Bulgaria’s caretaker government announced that it is looking into a windfall tax of up to 33% to drastically reduce the current budget deficit for the year announced just a few weeks before the elections.
While Bulgarians are set to go to the polls on 2 April in the fifth general election in the past two years, the Finance Ministry warns it may be unable to raise the necessary debt from the international markets due to deteriorating conditions.
To address this, the government is proposing a one-time 33% tax on excess profits for 2022 for all companies that are not state-owned as part of its new plan for the 2023 budget it presented Wednesday which will be tabled before the new parliament at the end of April.

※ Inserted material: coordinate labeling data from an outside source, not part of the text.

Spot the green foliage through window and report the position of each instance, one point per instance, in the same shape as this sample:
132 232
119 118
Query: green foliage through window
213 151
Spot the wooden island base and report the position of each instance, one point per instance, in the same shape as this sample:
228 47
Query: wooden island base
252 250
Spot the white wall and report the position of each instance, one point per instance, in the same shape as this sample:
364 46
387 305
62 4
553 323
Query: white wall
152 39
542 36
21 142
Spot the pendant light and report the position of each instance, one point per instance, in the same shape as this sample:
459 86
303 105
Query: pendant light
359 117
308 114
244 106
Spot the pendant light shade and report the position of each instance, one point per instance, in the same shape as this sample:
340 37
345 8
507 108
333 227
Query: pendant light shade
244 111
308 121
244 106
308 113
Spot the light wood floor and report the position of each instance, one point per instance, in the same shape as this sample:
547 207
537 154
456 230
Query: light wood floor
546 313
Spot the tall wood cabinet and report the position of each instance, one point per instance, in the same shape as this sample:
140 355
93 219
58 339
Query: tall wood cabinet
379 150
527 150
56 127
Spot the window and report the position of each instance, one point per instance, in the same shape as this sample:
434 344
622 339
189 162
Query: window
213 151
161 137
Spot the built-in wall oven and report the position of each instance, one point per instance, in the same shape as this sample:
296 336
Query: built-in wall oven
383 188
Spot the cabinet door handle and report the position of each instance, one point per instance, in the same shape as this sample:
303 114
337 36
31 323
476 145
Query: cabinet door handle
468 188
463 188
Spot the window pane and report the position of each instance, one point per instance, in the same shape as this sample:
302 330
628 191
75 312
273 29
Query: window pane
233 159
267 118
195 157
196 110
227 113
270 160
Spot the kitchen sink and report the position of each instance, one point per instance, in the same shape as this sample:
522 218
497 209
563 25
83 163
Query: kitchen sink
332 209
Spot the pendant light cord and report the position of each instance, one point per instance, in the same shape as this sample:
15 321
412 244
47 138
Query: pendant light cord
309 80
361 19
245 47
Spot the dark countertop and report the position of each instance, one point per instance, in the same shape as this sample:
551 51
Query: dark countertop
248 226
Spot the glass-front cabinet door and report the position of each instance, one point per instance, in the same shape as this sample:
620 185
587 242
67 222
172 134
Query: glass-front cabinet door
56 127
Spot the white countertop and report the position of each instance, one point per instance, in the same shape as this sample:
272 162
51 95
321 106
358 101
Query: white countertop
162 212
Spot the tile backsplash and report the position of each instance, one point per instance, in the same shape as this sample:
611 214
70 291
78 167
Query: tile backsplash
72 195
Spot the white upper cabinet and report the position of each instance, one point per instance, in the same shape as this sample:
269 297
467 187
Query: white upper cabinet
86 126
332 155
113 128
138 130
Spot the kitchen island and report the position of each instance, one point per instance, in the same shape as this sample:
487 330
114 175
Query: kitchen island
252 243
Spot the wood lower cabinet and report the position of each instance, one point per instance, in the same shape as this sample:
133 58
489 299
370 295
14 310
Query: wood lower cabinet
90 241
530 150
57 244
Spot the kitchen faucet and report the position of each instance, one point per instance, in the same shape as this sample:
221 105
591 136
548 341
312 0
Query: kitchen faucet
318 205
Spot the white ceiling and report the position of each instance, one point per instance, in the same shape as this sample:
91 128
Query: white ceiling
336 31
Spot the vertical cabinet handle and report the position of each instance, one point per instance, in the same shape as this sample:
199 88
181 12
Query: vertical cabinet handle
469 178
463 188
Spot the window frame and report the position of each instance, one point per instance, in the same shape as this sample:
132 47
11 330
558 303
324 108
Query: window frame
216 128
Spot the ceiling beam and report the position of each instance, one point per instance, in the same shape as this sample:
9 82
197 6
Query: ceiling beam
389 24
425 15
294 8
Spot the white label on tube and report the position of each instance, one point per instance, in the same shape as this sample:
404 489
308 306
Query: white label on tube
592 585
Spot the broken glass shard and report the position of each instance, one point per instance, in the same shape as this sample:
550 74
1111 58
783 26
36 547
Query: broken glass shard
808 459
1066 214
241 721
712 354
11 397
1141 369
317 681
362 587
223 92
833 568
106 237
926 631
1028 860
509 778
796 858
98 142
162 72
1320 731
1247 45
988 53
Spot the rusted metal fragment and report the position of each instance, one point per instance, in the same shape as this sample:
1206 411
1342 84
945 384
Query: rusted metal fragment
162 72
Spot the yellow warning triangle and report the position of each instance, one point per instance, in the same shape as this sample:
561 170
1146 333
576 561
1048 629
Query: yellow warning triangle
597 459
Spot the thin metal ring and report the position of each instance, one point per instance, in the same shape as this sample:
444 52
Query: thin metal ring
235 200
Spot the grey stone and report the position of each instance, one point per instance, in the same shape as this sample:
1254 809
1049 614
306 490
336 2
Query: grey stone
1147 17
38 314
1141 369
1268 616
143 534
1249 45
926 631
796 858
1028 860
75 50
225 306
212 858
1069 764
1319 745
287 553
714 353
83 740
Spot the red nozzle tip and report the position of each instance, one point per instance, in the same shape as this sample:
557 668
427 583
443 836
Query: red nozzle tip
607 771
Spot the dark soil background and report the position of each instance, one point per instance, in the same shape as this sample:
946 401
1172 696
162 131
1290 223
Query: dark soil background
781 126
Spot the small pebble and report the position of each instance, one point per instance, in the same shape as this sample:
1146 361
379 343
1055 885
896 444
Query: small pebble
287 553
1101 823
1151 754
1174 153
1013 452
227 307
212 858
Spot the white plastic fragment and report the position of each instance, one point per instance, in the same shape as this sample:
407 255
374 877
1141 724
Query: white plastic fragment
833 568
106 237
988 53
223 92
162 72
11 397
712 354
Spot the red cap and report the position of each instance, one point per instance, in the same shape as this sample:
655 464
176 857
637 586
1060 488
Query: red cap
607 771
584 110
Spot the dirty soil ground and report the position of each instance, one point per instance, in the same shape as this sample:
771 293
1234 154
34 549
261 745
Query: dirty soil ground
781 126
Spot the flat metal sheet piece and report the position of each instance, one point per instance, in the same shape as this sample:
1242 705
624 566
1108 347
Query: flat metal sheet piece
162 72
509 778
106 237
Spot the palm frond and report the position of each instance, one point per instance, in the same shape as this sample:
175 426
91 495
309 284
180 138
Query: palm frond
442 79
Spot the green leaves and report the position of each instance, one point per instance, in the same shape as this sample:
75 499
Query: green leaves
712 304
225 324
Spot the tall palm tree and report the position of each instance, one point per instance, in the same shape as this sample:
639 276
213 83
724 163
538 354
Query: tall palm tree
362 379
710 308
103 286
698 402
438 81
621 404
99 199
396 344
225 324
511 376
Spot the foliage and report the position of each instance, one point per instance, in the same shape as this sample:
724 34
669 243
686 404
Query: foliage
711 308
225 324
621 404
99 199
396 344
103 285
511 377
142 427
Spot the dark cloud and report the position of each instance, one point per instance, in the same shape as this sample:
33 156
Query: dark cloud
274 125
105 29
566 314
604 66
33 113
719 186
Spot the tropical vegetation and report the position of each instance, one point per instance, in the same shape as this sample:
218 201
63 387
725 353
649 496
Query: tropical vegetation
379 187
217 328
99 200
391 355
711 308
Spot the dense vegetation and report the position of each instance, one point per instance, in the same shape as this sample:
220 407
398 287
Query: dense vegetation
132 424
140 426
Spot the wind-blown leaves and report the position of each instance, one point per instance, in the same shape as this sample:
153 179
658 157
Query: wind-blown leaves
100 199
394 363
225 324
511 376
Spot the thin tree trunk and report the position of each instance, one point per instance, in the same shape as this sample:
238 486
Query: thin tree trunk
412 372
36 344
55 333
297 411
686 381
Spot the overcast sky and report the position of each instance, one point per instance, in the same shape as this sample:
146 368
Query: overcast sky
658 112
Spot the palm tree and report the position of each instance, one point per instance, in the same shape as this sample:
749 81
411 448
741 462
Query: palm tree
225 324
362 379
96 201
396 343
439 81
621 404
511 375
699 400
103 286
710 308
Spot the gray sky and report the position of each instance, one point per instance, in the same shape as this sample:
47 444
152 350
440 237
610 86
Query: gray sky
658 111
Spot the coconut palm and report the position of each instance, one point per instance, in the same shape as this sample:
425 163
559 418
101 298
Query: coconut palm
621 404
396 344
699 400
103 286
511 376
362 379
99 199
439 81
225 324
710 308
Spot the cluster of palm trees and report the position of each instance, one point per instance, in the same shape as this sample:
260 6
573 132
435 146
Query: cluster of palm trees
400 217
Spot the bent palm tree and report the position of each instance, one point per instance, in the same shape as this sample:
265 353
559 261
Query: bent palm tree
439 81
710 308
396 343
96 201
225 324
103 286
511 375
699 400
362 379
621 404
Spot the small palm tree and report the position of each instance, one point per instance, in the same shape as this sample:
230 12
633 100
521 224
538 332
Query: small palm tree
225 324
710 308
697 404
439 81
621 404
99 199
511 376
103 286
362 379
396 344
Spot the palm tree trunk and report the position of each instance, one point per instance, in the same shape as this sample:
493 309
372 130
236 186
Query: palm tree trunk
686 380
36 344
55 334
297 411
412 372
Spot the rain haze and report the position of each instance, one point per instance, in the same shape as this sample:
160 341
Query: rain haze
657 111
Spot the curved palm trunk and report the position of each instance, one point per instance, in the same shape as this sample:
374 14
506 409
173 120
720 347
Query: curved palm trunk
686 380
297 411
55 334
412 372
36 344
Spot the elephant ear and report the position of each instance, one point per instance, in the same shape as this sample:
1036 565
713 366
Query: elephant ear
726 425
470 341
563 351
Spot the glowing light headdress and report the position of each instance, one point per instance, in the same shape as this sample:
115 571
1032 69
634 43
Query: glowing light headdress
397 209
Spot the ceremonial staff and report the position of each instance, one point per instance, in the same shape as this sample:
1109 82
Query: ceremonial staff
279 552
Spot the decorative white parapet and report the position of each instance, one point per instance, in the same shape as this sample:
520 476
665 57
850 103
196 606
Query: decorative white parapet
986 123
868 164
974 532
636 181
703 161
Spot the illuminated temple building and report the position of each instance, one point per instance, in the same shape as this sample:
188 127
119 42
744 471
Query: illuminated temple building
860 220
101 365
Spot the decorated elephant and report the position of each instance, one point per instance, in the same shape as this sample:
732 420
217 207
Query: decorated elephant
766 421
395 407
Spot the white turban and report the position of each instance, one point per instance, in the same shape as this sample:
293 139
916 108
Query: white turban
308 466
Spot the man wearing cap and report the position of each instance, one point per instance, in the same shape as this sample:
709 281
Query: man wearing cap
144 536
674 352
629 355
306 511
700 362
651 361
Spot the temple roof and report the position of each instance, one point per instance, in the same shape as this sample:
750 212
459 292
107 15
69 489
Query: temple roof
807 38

If such a tax is not introduced, the currency board and even Bulgaria may be forced to take out a loan from the International Monetary Fund (IMF), Finance Minister Rositsa Velkova said.
“If there are no measures in the new budget law, the accounting deficit is projected at 6.9% of GDP. Together with debt refinancing payments, this means a need for new debt for 2023 alone in the amount of around €7.5 billion,” Velkova commented.
“Theoretically, there is a danger for the currency board with extremely high deficits,” Velkova told the media.
Bulgaria has been on a currency board for the last 25 years, with the exchange rate of the Bulgarian lev to the euro fixed at 1.9558 leva for €1.
The country was set to join the eurozone on 1 January 2024, though because of high inflation and the lack of political reform, its accession date has moved to 1 January 2024 at the earliest.